Getting From Idea To Product
Contributed by Marty Abbott
From the “C”-suite offices to the product manager’s desk, everyone seems to be frustrated with time to market as measured from the initial idea to the launch of the product. At one level, the frustration is understandable as nearly every organization has something they can do to improve time to market.
That said, unrealistic expectations stemming from a frustration over why things can’t happen overnight is an all too common problem that can be damaging to an organization. Unrealistic expectations can cause low morale and frustrations that ultimately lead to employee turnover, delays in product schedules and lost opportunities.
In our experience the problem behind unrealistic expectations often stems from a limited understanding of the product development process, and the misguided notion that the combined phases of product discovery, product engineering and product release should somehow take less time than the time it took to generate the initial idea: “I explained my idea three weeks ago. Where is the product and when do we launch?” This notion often isn’t stated out loud and if discussed in a group it even sounds ludicrous, but it exists nonetheless in the minds of many C level executives.
Good ideas are extremely valuable, and yours might be so brilliant that it creates significant strategic differentiation; creating barriers to entry for competitors and prohibitive switching costs for customers thinking of moving from your products. Your idea may be the result of endless hours of analysis and insight – but you must recognize that your idea and the desire to implement it is a form of demand generation for services from your product and engineering teams.
This “demand” generation is akin to deciding that you want to build a house with certain amenities. While we all understand that it takes time to build a house when considering the discovery phase (is our house feasible on the plot of land and with the local regulations, and is there a builder who can build it to our expectations?), architectural phase (a combination of designing the house and planning for the construction) and building phase (the engineering or construction of the house), we somehow have a hard time understanding that these concepts apply to your products and services as well.
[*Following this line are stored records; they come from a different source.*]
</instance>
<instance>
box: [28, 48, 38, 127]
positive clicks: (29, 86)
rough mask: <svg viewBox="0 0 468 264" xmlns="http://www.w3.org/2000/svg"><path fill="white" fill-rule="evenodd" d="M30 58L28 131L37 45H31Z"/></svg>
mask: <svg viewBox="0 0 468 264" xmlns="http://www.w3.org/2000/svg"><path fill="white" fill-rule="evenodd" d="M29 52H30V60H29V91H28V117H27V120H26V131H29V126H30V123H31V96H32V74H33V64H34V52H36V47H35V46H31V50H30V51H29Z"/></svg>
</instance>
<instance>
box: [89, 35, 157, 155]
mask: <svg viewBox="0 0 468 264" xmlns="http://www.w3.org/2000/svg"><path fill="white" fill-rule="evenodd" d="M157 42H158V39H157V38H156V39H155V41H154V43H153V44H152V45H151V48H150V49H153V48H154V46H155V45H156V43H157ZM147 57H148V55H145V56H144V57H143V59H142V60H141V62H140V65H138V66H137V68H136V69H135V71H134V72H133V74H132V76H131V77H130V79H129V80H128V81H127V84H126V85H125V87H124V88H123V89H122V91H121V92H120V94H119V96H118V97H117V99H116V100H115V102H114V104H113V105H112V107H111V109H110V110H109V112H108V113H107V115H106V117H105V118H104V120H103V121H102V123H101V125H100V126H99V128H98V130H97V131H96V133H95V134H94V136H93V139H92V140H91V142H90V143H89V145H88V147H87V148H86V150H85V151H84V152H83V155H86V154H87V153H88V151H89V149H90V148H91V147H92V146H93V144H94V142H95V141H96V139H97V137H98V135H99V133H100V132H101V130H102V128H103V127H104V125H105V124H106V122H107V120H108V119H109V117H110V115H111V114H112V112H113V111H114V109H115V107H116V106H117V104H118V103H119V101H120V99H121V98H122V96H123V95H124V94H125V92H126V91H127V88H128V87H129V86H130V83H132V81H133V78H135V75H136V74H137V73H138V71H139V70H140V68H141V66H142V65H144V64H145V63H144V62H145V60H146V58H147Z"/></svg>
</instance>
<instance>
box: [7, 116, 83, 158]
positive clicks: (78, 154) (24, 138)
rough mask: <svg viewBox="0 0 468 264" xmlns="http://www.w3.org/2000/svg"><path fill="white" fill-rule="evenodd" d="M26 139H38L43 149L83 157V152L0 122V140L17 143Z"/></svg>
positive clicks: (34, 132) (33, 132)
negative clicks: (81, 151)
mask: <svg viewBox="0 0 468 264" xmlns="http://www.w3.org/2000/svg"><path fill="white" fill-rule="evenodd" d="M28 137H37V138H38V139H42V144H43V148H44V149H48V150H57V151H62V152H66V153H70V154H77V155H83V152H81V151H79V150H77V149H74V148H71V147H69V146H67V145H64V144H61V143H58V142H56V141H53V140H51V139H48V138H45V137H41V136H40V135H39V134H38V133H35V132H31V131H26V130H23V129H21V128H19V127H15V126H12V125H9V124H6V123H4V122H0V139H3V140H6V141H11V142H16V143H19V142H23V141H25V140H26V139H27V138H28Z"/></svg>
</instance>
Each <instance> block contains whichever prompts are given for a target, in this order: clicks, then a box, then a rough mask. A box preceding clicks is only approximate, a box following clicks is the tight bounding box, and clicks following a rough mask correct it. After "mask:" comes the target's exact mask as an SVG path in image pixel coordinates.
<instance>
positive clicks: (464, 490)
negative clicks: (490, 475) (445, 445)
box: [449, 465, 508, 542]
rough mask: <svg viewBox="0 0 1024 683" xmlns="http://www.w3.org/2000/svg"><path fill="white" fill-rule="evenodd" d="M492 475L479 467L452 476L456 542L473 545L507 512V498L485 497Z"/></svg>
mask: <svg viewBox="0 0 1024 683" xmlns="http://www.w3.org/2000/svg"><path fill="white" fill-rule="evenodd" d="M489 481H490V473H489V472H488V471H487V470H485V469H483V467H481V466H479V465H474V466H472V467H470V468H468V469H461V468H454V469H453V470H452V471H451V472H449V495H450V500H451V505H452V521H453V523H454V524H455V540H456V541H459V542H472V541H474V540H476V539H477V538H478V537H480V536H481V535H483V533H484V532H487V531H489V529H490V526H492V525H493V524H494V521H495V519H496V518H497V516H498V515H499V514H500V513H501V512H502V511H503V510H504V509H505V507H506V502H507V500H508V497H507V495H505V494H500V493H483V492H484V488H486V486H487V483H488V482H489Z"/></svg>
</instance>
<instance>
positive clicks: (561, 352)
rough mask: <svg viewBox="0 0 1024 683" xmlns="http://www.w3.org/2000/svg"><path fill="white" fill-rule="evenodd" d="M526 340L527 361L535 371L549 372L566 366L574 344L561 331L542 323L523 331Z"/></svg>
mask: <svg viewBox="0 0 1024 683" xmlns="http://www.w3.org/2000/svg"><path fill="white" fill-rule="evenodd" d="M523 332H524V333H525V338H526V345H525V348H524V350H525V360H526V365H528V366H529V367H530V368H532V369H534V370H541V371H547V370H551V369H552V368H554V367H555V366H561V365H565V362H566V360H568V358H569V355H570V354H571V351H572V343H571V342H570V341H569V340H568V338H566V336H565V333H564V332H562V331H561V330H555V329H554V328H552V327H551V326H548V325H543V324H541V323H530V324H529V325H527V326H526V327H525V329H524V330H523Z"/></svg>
None of this is meant as an excuse to have low standards, or a reason to not hold your team to an aggressive schedule of shareholder wealth creation. In fact, we argue for just the opposite. But understanding that even the most brilliant of ideas costs much less in time and money to “ideate” than to explore, specify, implement and deploy in systems and software is a good step towards creating aggressive yet realistic targets.
Ask for detailed plans and question the details until you are comfortable. Drive to the earliest possible date, but create that date from good analysis and good planning, and drive and challenge your team to create the best possible date from good data. Remember – if your idea can be implemented overnight, it can probably be copied in 2 nights by your competitors. True value creation can take time.